No Brasil, depois da socialdemocracia do governo de Fernando Henrique Cardoso, do PSDB, a esquerda chegou ao poder, com Lula da Silva e Dilma Rousseff, do PT. Não se trata, porém, de comunismo, e sim de uma socialdemocracia mais arrojada do que a tucana, próxima, ma non troppo, do socialismo.
A crise da esquerda “gestou”, por assim dizer, o populismo de direita do presidente Jair Bolsonaro — uma vez que o centro, o PSDB, deixara de ser uma alternativa eleitoral viável. E, agora, a crise da direta bolsonarista — e, mais uma vez, sem um centro forte e representativo — pode devolver o poder à esquerda petista.
O ministro Paulo Guedes é pouco afeito ao investimento em programas sociais — chegou a ser pressionado pelo presidente Bolsonaro e pelo Centrão de Ciro Nogueira e Arthur Lira para aceitá-lo.

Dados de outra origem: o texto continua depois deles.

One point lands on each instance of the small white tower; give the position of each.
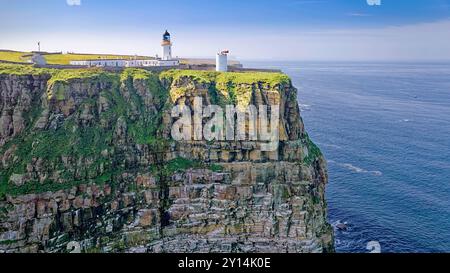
(222, 61)
(167, 47)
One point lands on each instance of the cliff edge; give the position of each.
(87, 160)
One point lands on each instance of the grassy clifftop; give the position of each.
(59, 59)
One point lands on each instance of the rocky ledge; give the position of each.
(88, 164)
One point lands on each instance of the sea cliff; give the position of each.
(86, 159)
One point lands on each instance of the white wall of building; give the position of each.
(221, 62)
(167, 52)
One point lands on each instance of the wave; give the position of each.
(356, 169)
(304, 107)
(334, 146)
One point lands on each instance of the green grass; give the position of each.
(14, 56)
(64, 59)
(225, 88)
(314, 152)
(20, 70)
(61, 59)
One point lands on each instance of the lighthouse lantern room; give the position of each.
(167, 47)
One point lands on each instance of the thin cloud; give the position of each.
(73, 2)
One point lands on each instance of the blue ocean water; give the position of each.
(385, 131)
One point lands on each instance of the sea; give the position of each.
(384, 129)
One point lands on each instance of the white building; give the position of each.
(38, 59)
(222, 61)
(165, 61)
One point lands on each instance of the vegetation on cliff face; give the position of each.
(226, 88)
(97, 145)
(135, 98)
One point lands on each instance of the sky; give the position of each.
(323, 30)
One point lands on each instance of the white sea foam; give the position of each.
(356, 169)
(304, 107)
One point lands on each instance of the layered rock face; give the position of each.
(87, 161)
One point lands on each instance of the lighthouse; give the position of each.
(222, 61)
(167, 47)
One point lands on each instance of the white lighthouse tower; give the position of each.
(167, 47)
(222, 61)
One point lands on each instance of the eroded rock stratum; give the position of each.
(87, 157)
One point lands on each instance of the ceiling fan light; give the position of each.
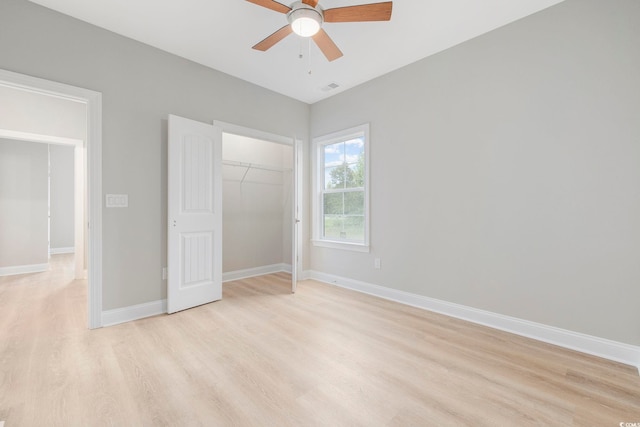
(305, 22)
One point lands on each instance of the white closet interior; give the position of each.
(257, 198)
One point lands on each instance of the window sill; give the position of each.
(355, 247)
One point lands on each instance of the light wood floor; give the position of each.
(263, 357)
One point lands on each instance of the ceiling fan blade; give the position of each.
(272, 4)
(273, 38)
(361, 13)
(326, 45)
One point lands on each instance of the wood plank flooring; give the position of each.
(264, 357)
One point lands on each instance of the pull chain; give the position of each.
(309, 38)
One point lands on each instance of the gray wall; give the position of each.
(506, 171)
(140, 86)
(23, 203)
(61, 160)
(256, 204)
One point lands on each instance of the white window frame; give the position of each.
(318, 179)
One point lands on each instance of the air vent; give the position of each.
(330, 87)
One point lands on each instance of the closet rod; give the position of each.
(254, 166)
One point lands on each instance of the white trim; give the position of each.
(256, 271)
(36, 137)
(93, 101)
(133, 312)
(23, 269)
(57, 251)
(608, 349)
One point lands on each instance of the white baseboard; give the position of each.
(23, 269)
(608, 349)
(257, 271)
(57, 251)
(133, 312)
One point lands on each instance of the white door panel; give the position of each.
(195, 214)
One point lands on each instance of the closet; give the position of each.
(257, 206)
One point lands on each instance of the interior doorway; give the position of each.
(22, 119)
(260, 204)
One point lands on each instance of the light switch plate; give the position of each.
(117, 200)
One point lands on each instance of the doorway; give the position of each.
(17, 124)
(260, 203)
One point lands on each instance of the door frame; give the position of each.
(93, 168)
(79, 179)
(292, 142)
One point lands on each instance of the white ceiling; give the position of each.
(220, 33)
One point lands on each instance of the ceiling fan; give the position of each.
(306, 18)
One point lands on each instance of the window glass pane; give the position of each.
(333, 226)
(334, 154)
(329, 178)
(334, 204)
(353, 228)
(355, 174)
(340, 176)
(354, 157)
(354, 203)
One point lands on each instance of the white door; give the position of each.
(295, 241)
(195, 214)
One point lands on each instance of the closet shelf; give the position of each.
(255, 166)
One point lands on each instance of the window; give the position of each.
(341, 211)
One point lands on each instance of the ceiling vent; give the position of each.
(330, 87)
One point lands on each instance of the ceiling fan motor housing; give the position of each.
(304, 19)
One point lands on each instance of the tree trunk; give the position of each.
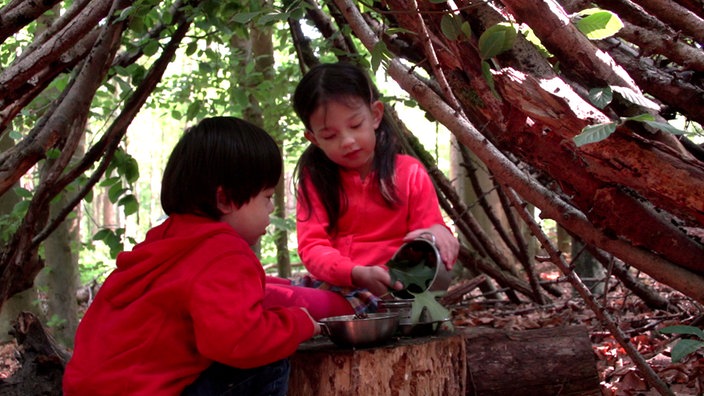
(474, 361)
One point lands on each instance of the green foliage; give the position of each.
(427, 300)
(529, 34)
(602, 97)
(598, 24)
(416, 277)
(594, 133)
(454, 27)
(497, 39)
(684, 347)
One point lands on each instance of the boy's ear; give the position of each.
(310, 137)
(224, 205)
(377, 108)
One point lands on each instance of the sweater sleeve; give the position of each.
(315, 246)
(231, 324)
(424, 207)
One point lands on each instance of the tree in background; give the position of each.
(568, 107)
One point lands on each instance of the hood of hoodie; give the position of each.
(160, 250)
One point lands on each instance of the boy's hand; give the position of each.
(373, 278)
(316, 325)
(447, 244)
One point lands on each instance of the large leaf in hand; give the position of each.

Porque, como liberal ortodoxo, acredita que é preciso dar a vara para a pessoa pescar. Não se deve dar o peixe. Ocorre que a desigualdade é alta no Brasil e não há empregos para todos e, mesmo, falta qualificação a grande parte dos pobres do país. O resultado é que o Estado até pode ensiná-los a pescar, a médio ou longo prazo, mas, no curto prazo, os pobres, na linha da miserabilidade, precisam de programas assistenciais como o Bolsa Família e o Auxílio-Brasil. As pessoas precisam comer. Isto: comer. Viver. Aos homens de Estado não cabem ser omissos nem fazer discurso ideológico e moralista.
Fukuyama sublinha que “deve haver sempre um equilíbrio entre crescimento econômico estável e proteção social para os cidadãos. Se você tem um Estado que busca redistribuir renda de forma geral, inevitavelmente reduzirá o incentivo das empresas que assumem mais risco. É por isso que algumas economias ficam presas ao não permitir esse tipo de economia livre”. O Jornal Opção não teve acesso ao texto original da entrevista, em espanhol, e é possível que a tradução de “O Globo” não seja precisa. Mesmo assim, é possível fazer uma ressalva mínima. Não se está a dizer que o Estado, em busca de uma igualdade social imediata, deixe de incentivar a economia — que gera empregos. Mas o Estado deve mesmo assistir aos pobres e, ao mesmo tempo, deve criar fórmulas de ascensão social — como as cotas raciais e outras etc. O BNDES investiu bilhões de reais em empresas — e não apenas nos governos Lula da Silva-Dilma Rousseff, com seus “campeões nacionais” (ideia que, a rigor, não é do PT — países capitalistas, como os Estados Unidos, já fizeram isto, em tempos idos) — e os resultados nem sempre foram positivos para o governo, para a iniciativa privada e para a sociedade. Às vezes se tornou um ônus, como o caso do empresário-ilusionista Eike Batista.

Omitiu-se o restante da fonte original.